Video Surveillance Camera Revolution Revisited in Two-Part Special Issue of Information Polity
Journal publishes a new approach
February 8, 2012
A two-part Special Issue of the journal Information Polity (ISSN: 1570-1255) aims to revisit the ‘surveillance camera revolution’. It presents contemporary thinking and research on the use of Closed-Circuit Television (CCTV), and draws out issues relating to governance and public policy.
The special issue of Information Polity consists of two issues: 16:4 and 17:1. 16:4 is available online now, 17.1 will be published in February 2012.
Video surveillance cameras and systems are a defining feature of modern society. Their widespread use is now unsurprising and generally accepted in most countries. In the first part of the special issue (16:4) theoretically informed contributions from a variety of academic disciplines are employed, as are comparative and case studies. The special issue places particular emphasis on studies of video surveillance in different national, institutional, cultural and linguistic settings, as they relate to the provision of these systems in public service and democratic contexts. Whilst current academic debates on CCTV are heavily influenced by Anglophone literatures and examples, this special issue brings together a more international collection of authors and studies, and provides insights into the modalities and developments of CCTV in a range of national and linguistic contexts. This approach elucidates specific national and institutional characteristics, and also highlights broader cross-cultural trends in current CCTV developments and policies.

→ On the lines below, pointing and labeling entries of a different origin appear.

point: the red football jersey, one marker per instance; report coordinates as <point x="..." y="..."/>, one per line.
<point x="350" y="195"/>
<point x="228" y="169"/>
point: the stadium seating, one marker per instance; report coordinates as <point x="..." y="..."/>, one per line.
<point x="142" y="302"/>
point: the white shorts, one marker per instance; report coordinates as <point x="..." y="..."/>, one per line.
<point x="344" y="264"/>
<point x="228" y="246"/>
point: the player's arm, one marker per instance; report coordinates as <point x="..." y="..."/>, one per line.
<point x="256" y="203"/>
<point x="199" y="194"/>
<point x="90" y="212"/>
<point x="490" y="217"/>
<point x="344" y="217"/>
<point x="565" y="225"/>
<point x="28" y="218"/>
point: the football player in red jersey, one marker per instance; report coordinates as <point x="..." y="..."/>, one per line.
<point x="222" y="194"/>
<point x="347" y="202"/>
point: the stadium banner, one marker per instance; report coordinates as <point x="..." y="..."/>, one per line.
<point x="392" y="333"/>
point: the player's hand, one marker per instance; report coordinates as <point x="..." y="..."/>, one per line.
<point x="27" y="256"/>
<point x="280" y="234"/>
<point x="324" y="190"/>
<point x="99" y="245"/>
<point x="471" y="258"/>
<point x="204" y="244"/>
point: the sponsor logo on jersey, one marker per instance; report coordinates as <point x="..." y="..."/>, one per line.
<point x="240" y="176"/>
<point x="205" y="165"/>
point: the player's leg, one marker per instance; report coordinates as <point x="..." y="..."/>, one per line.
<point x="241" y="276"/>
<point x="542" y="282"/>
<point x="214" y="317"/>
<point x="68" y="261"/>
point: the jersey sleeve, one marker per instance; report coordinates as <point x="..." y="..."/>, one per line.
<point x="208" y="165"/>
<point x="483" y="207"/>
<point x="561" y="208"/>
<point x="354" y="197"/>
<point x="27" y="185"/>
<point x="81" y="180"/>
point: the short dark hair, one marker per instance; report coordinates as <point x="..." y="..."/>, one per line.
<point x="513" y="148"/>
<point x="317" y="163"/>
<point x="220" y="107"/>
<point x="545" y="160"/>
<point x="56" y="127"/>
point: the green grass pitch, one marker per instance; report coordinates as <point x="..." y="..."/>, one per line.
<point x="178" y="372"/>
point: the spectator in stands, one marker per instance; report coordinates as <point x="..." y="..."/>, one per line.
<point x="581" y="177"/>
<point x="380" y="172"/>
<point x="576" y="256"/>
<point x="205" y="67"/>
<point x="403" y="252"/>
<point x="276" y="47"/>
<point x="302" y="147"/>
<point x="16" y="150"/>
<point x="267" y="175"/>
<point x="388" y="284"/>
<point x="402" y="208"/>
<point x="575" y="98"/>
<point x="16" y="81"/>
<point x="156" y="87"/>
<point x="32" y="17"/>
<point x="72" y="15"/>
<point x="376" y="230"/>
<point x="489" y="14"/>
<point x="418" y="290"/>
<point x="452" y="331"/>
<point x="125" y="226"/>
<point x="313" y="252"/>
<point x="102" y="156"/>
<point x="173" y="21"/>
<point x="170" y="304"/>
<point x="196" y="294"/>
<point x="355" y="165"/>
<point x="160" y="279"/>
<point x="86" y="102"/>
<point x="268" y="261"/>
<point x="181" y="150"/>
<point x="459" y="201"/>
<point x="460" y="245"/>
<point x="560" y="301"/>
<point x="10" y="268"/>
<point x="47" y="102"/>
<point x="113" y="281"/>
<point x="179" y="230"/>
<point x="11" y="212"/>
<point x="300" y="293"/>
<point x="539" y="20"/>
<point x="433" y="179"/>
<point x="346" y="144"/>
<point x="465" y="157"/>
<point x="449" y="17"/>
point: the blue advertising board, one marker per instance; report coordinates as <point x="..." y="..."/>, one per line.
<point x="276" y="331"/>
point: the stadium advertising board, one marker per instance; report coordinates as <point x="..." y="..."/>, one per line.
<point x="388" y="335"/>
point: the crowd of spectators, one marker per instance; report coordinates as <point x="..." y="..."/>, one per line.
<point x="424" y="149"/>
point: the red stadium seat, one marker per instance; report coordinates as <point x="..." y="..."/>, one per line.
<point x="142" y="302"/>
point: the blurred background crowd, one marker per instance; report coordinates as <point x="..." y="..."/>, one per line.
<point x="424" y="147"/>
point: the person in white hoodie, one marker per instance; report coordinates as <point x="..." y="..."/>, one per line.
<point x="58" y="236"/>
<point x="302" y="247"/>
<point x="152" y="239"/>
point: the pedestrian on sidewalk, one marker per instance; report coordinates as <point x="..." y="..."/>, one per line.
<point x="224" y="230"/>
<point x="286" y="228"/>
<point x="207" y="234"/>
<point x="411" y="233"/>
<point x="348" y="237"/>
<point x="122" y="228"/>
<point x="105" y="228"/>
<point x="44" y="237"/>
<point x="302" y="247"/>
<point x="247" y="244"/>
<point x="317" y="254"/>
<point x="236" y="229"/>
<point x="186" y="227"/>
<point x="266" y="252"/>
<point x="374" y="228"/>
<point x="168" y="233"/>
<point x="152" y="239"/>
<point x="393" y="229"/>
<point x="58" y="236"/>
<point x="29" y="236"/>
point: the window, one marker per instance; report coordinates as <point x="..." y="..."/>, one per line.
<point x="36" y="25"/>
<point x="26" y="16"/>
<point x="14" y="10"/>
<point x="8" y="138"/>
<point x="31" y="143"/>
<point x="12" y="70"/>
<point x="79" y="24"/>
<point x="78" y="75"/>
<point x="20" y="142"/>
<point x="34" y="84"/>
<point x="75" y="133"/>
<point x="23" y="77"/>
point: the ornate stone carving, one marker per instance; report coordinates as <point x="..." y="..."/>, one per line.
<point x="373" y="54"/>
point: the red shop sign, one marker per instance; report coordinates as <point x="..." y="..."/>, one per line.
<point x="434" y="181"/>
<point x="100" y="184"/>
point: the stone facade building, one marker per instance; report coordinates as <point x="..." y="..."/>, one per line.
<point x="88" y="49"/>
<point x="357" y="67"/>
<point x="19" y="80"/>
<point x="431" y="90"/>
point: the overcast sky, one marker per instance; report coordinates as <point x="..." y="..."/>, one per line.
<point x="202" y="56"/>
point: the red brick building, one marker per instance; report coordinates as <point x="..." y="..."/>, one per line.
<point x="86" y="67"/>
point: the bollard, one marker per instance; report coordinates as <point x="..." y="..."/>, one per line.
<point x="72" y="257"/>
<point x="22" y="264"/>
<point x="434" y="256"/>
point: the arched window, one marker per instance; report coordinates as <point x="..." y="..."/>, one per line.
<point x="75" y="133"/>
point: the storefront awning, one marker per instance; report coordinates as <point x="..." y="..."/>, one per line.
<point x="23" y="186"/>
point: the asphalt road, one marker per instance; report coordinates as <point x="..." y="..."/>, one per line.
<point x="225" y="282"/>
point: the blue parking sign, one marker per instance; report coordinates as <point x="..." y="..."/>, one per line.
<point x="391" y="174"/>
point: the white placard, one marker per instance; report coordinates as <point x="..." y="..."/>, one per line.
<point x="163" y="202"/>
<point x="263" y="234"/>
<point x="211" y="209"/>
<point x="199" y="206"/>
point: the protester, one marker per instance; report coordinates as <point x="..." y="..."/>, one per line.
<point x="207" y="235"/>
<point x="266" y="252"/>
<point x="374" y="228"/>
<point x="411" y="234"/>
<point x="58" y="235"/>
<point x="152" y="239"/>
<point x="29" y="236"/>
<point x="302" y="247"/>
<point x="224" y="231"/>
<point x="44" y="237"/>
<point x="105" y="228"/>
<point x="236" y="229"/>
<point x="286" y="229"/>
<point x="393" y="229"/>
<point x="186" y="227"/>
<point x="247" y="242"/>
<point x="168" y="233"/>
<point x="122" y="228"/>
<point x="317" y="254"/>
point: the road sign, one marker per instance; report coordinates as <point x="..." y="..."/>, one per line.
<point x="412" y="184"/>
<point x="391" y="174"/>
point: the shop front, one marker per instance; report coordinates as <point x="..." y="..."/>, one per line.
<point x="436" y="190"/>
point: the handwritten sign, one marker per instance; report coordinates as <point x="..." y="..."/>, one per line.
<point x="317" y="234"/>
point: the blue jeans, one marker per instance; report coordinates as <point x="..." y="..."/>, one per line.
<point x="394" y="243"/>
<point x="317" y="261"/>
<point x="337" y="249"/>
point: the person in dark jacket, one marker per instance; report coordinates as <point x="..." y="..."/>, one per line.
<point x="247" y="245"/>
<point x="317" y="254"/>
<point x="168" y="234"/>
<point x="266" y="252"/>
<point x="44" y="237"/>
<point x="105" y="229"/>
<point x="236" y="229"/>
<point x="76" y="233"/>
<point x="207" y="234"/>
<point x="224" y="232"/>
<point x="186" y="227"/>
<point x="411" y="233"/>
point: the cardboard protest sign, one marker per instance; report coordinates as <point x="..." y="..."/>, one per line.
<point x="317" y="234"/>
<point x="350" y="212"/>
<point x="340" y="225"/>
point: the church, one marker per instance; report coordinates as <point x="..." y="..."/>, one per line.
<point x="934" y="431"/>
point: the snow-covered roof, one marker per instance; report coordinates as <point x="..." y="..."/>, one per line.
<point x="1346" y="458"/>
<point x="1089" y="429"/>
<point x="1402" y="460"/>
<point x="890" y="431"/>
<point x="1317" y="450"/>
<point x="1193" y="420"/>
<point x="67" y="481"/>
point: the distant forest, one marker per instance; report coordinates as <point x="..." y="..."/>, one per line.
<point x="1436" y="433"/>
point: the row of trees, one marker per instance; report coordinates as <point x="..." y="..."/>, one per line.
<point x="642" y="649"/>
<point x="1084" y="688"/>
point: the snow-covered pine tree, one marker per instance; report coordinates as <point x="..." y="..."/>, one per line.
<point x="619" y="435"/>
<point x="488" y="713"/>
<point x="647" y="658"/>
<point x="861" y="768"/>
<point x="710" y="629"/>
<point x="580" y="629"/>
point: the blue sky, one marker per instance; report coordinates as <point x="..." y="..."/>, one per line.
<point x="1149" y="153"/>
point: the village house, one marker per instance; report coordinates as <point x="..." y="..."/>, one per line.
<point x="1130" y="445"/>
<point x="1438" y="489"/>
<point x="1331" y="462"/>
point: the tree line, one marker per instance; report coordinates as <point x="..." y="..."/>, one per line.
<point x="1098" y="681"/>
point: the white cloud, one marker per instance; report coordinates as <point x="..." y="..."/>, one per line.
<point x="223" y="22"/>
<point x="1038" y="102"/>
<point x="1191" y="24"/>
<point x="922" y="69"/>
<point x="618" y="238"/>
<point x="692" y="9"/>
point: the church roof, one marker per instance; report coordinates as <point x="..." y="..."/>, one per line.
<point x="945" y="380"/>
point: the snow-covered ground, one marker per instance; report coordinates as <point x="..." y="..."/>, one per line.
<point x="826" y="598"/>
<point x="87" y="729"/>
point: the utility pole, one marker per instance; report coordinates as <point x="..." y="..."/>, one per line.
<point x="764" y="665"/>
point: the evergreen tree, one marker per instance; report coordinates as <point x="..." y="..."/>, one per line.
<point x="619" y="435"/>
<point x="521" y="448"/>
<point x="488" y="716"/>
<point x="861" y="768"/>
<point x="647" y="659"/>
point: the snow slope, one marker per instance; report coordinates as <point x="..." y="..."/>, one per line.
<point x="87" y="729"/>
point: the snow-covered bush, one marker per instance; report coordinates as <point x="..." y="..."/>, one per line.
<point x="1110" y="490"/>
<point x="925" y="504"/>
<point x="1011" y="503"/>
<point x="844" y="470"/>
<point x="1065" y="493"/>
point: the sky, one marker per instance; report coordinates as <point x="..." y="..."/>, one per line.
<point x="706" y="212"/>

The academic studies and discourses that have sought to comprehend this ‘revolution’ have been dominated by perspectives emanating from law, criminology, sociology and geography. Alongside the grand narratives about surveillance in society, have been descriptive studies of specific cases. There has also been a series of ethnographic analyses that have started to show the significance of context and the institutional settings in which cameras are deployed, as well as their importance as explanatory factors in how video surveillance works, is used, and is integrated into the broader polity. The second part of the special issue (17:1) contributes to this tradition of scholarship. But whereas issues of governance and public policy have rarely been explicitly addressed by social scientists, it also aims to fill this gap. It focuses on the ways in which the implementation of cameras and systems -and their operational and technical features- are the product of decisions and policies made in a variety of contexts and by a variety of authorities and interested parties.